Pearl found herself almost convinced; there really didn't seem to be anything the No-scaled-not-prey alpha would gain from all of this, and more importantly…
More importantly, Ember still seemed less depressed and more alive than before. If anyone, even someone with his memories as his ability allowed, were to try and fake being him, they would not be acting this way. They would be falling back to how he had acted the entire time either she or Storm had known him. She was not a devious person, but even she could see that.
Then, a short time later, Ember stopped and stepped aside, she turned a corner, and she could see something else. The moon and stars, above an endless expanse of water.
She flung herself out into the sky without a second thought. The next little while was spent lost in the joys of being free once more, and she didn't think about Ember or Drago or her own difficulties at all.
All she knew was that she was free.
But once she calmed down and started thinking again, and noticed that in her revelry she was almost out of sight of the mountain, she was sure. This was Ember; on top of everything else, he had not even tried to stop her. Sure, it could be tricky manipulation, it could be a long game that got him something he could not get if he revealed himself now, but she just didn't think that was it. The bad alpha wasn't a schemer; he had killed Gold for no reason, and Pearl was pretty sure that was a bad move for anyone who tried to get the most out of a situation by planning and plots.
She didn't believe it; everything was, if not well, then infinitely better than she had thought. Her life might still break out of the cycle of bad things and pain and misery. This might still be the start of a better existence. Here, diving and swooping in the cold night sky, she could believe that.
Author's Note: Another reason I went with the other possible answer in canon was this segment of the story; getting rid of Drago's forces requires either summary and skipping over what happened here, bloated subplots that cover the same beats his brief time on Drago's ship did, or outright ridiculous OOC moments (such as Ember having the Bewilderbeast just trash Drago's fleet, or leaving it all as it was after seeing through Drago's memories just how much of a problem his assembled forces would be). Because this story isn't even really about the villains, let alone Drago in general, let alone his forces and subordinates after he dies, it wouldn't make much sense to spend too much time on them.

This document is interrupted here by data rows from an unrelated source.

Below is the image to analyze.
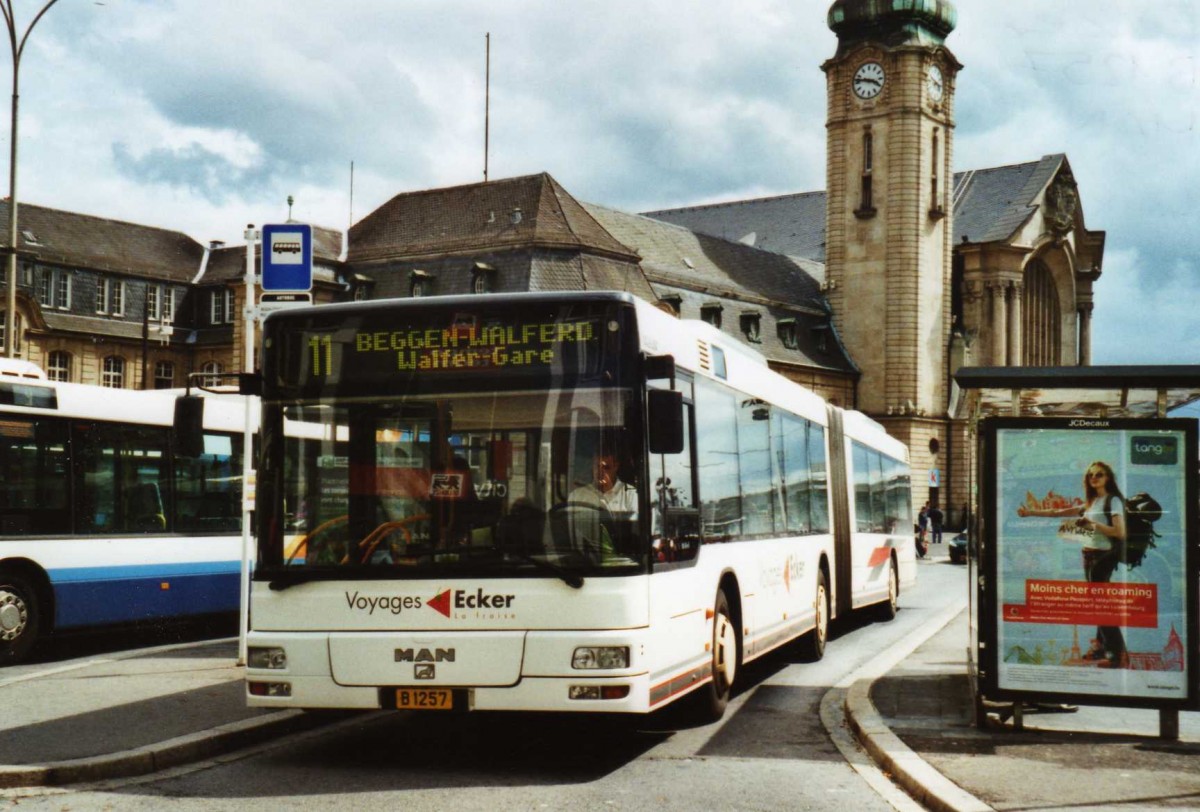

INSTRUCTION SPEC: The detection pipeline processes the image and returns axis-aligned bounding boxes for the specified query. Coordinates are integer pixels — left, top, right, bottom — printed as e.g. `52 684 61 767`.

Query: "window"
72 422 170 534
175 432 242 534
200 361 223 386
209 290 224 324
0 415 72 539
470 263 496 293
46 349 71 380
696 380 745 540
853 441 912 534
100 355 125 389
0 311 22 351
96 277 125 315
740 313 762 344
929 130 946 217
737 398 778 536
854 131 875 217
54 271 71 311
37 269 71 311
154 361 175 389
775 319 800 349
408 271 433 299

I think I did a passable job of skimming over it without hitting any major pitfalls aside from the first listed compromise.
Or maybe not. Well, at least this isn't canon. That doesn't take any pressure off when it comes to trying my best, but it does relieve a lot of my worry over whether my best does the story justice; I have intentionally handicapped myself by following the path I deemed suboptimal. It would be foolish to expect doing so to be easy or quite as good as canon. It's still interesting, and that's really all one needs for an AU miniseries, something interesting with a story to tell and enough pull to keep my attention long enough to tell it.